1. Introduction
In recent years, environmentally-friendly electric vehicles, and IoT (Internet of Things) essential for information society have been promoted. As many switching power supplies are utilized in on-board chargers and power supply units for ICT equipments, their high efficiency, miniaturization, and high power density have become crucial attributes.
To provide these attributes to the switching power supply, a reduction in switching loss is essential. LLC converters are widely used as circuit systems suitable for high efficiency applications [1]-[6]. This is because switching loss can be reduced by soft switching using current resonance [7]-[11].
Although the adoption of soft switching reduces the loss of the switching divice, the application of higher switching frequencies to realize miniaturization and higher power density makes loss reduction of the transformer a big task [12]-[14]. The reduction of copper loss is also essential. In the LLC converter, since the ratio of transformer loss to the entire loss is high in comparison with, for example, a phase shift converter, the reduction of copper loss of the transformer is important to realize higher efficiency [15]. One method for reducing transformer copper loss is to decrease AC resistance at the switching frequency, and the best means is by the use of a planar transformer. The planar transformer can realize an interleaved structure, arranging the primary and secondary windings alternately. The significant reduction of the proximity effect of transformer windings by the interleaved structure can decrease the AC resistance of the LLC transformer. It is recognized that the method for reducing the AC resistance by gain of high coupling of the primary and secondary windings of the transformer, for example by use of a planar transformer, is very effective [16]-[19]. However, the increase in stray capacitance due to the gain of high coupling between the primary and secondary sides of the transformer has an obvious impact [20], [21]. More specifically, harmful effects have been reported due to the increased loss from the generation of circulating currents through this capacitance, and the increased dead time for charging and discharging switch output capacitance to achieve zero voltage switching (ZVS) operation [22], [23].
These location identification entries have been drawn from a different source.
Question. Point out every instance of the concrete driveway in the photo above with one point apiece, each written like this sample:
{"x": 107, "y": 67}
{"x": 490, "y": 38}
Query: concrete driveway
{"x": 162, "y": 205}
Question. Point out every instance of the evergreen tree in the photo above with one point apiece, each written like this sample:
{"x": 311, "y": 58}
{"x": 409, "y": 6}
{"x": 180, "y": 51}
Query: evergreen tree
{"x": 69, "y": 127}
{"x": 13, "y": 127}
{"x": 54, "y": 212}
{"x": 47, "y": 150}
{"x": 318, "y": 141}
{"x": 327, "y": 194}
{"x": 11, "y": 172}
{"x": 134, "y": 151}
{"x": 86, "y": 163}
In addition, there is a problem as losses due to the stray capacitance between the primary and secondary sides of the transformer are generated. Counter-measures for this problem, such as reducing the stray capacitance by inserting a shield layer into the transformer [24]-[26], and reducing the influence of the loss by adjusting the winding layer constitution taking into account the operating voltage between the windings [27]-[30] have been reported. In addition, there are techniques to reduce the common-mode noise using a layered structure that reduces the voltage gradient between the overlapping traces of the transformer, thereby lowering the intrawinding capacitance [31].
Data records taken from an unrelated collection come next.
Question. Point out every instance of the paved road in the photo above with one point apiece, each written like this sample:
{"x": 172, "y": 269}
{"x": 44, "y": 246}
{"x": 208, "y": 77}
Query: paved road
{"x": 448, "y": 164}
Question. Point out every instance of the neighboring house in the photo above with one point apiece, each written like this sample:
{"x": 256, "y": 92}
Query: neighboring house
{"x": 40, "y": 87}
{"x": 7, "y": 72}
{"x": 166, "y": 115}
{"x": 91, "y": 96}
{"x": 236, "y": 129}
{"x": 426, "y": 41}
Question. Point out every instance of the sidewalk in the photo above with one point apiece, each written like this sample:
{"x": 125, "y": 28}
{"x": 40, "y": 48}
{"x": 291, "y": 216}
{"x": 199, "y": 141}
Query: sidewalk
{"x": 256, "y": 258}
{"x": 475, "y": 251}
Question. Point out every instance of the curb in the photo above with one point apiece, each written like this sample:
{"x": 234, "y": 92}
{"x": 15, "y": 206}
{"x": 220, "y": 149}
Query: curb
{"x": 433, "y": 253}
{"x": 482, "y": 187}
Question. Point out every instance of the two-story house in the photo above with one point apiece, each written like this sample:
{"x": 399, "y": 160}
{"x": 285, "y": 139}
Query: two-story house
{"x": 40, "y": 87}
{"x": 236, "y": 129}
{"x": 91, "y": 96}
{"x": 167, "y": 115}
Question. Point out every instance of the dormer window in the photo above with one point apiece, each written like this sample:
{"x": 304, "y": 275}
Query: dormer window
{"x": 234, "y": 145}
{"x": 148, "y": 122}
Therefore, it is necessary to further understand the influence of the stray capacitance between the transformer windings. When an LLC converter is used in an actual product, a noise filter is conected for EMI (Electro-Magnetic Interference) measures is connected. However, how the stray capacitance between the transformer windings affects this connection is still unclear.
This paper shows that, when an indispensable input/output noise filter is connected to an LLC converter as an EMI measure, a circulating current is generated due to the stray capacitance between the transformer windings and the Y-capacitor of the noise filter, and the loss is generated in the common-mode choke in the noise filter. This circulating current flows through the FG (Frame Ground) and causes electromagnetic interference. Previously, methods for reducing the FG current have been reported for non-isolated converters [32]-[35]; however, it is also necessary to reduce the FG current for the isolated power supplies that use transformers with large inter-winding capacitance.
In addition, as a method for improving the loss of the common-mode choke due to the stray capacitance between the transformer windings, we propose a new method for connecting a capacitor between the primary and secondary sides of the transformer. This suppresses the circulating current flowing in the noise filter to enable a reduction of the loss. The transformer of the LLC converter used for the on-board charger and the power supply unit for ICT equipment becomes the insulation boundary compliant with safety standards. Since the capacitor across this insulation boundary is defined as a bridge-capacitor [36], this paper also uses the term ‘bridge-capacitor’. Although many studies reported on EMI countermeasures utilizing bridge-capacitors [37]-[43], few studies have focused on noise filter loss reduction.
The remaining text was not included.